Ничто меня более не разделяет с коммунизмом, и ничто не разделяло, кроме атавистической мелкобуржуазной опасливости. Но она очень сильна и породила слова и отношения, которым лучше бы остаться верным, но которым я не могу оставаться верным.
И тем не менее я до омерзения разъярен импотенцией фашизма, немецкой импотенцией, европейской импотенцией. Через фашизм и Германию после фиаско Чехословакии, Польши, Франции, Югославии, Италии и Англии становится очевидным окончательный, бесповоротный упадок Европы, обреченной на расчленение и уничтожение.
Остаются Сталин и Рузвельт. Само собой, было бы захватывающе участвовать в этой последней битве. Но разве я не загнан самым бесповоротным образом в угол? И не достойней ли и правильней будет держаться того, что я говорил и делал в середине жизни? У интеллектуала совершенно иные права и обязанности, чем у человека действия. Он связан написанным словом. Scripta manent.1 Каким бы открытым и мягким ни было написанное! Я описал свою окончательную эволюцию в статьях, напечатанных за последний год, но высшей утонченностью было бы не извлекать из них выгоды.
К тому же слишком много было разговоров, что я изменился, и не без причины. Да, действительно, до 1934 г. мне были свойственны внутренние колебания, и вот они снова появились, да еще как!, после 1942- 1943 гг. Что ж, ограничимся пока этим.

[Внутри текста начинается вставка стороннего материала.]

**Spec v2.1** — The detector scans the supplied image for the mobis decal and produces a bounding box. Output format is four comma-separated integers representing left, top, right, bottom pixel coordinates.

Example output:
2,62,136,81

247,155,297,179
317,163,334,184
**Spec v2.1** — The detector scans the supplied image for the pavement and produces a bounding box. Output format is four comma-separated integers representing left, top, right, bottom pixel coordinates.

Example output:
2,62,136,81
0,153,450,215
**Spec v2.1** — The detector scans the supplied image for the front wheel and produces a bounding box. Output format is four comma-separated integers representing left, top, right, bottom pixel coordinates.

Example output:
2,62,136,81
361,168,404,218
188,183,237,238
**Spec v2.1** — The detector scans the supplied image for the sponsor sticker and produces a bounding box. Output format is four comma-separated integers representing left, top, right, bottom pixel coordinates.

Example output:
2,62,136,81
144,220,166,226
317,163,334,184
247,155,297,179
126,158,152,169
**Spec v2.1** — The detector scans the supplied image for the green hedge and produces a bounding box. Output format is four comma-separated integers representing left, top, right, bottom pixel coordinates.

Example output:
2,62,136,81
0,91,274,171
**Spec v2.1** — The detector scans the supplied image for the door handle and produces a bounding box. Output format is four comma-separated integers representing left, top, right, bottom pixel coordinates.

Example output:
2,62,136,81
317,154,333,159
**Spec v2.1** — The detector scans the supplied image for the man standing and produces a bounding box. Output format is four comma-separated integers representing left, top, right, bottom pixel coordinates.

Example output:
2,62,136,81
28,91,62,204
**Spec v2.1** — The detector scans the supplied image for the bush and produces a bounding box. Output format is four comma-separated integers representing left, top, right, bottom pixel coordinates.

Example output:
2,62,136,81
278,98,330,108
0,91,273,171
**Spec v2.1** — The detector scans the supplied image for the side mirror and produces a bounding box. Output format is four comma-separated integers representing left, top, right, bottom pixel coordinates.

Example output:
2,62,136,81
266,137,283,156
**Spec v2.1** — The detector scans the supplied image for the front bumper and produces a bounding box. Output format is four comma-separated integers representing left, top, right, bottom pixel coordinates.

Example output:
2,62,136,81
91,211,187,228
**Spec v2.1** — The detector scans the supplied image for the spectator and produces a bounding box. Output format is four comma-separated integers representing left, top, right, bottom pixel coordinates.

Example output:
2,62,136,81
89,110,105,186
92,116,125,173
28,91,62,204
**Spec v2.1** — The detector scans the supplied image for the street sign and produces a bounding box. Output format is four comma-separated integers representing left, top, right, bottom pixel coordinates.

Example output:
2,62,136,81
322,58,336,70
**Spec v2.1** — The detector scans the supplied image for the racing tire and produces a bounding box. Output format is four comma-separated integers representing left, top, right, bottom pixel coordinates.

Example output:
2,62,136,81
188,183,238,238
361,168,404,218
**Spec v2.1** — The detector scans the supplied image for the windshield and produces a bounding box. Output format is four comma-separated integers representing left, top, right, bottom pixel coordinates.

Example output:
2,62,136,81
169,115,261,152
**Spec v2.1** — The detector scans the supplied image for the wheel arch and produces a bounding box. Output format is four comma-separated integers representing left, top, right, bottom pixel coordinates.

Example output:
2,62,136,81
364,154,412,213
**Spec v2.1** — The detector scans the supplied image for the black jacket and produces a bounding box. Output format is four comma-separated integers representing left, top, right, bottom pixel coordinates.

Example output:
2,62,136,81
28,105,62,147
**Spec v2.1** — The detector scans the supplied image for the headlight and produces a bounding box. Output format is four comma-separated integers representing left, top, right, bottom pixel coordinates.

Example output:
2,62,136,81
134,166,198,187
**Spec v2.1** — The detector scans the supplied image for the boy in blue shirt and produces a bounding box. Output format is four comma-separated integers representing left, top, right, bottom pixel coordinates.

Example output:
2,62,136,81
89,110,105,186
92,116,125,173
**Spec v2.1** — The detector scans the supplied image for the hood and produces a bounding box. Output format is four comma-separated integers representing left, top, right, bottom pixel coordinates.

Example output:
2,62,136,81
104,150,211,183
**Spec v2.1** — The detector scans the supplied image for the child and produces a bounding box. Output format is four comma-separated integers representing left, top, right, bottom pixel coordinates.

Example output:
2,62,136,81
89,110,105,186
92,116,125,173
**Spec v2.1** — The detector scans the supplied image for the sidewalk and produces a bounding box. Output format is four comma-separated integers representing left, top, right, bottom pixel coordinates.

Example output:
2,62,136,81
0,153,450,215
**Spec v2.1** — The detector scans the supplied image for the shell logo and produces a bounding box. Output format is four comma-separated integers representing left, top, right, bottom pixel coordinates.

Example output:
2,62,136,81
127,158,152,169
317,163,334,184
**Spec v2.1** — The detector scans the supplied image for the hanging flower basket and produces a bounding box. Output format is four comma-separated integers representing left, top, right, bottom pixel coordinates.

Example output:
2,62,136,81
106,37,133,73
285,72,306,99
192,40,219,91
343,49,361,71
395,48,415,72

Но проследите линию поведения кого угодно, любого человека в истории - Констана, Шатоб(риана), Гюго и проч, и проч. ...
2 июля
Последние два-три дня я отдал дань малодушию, пребывал в двусмысленном состоянии. Люди благожелательные или, напротив, зложелательные, исполненные сострадания или коварства, вовсю уговаривали меня спасаться, уезжать в Испанию либо в Швейца
1 Написанное остается (лат.).
рию. Я уже даже немножко дрогнул, повидался с послами, пообещавшими мне визу. Но, слава Богу, себя не переделаешь, каким родился, таким и останешься: лень и ужас при мысли, что надо будет ходить по кабинетам, чтобы мне поставили визы в паспорт, который, кстати сказать, я по рассеянности разорвал, не дали мне осуществить этот постыдный план бегства. План действительно постыдный, к тому же никчемный и нереальный, ибо какой смысл мне бегать по всему миру, ежели мир меня не интересует? Чего ради прятаться от смерти, если она так соблазнительна для меня (я начинаю жить часом своей смерти). Смерть становится мне поразительно, восхитительно привычной. - Абсурдней всего, что я продолжаю писать политические статьи, хотя все это мне кажется таким глупым, таким затасканным, таким неинтересным. Что мне до окрашенных кровью раздоров коллаборационистов и голлистов? Истерические французы, больные обезьяны, все они одним мирром мазаны. Американское кино обратило свой взгляд на этих лавочников, и газетная хроника, столь любимая ими в их былые досуги, возложила им на голову терновый венец собственного образца. Хлоп-шлеп. Даже великая всемирная авантюра уже не интересует меня: за последнее время я перечитал бездну мемуаров, исторических книг, право, все это не стоит внимания. Я никогда не верил в великих людей; единственно, что прекрасно - это вещи, животные, юные существа, которые тоже суть животные (увы, не вполне). А еще, наверное, пейзажи, идеи. Человек же мне надоел. Что же до женщин, то я, слава Богу (опять!), уже многие годы импотент и наслаждаюсь ими разве что кончиками пальцев с глубочайшим, блаженным безразличием.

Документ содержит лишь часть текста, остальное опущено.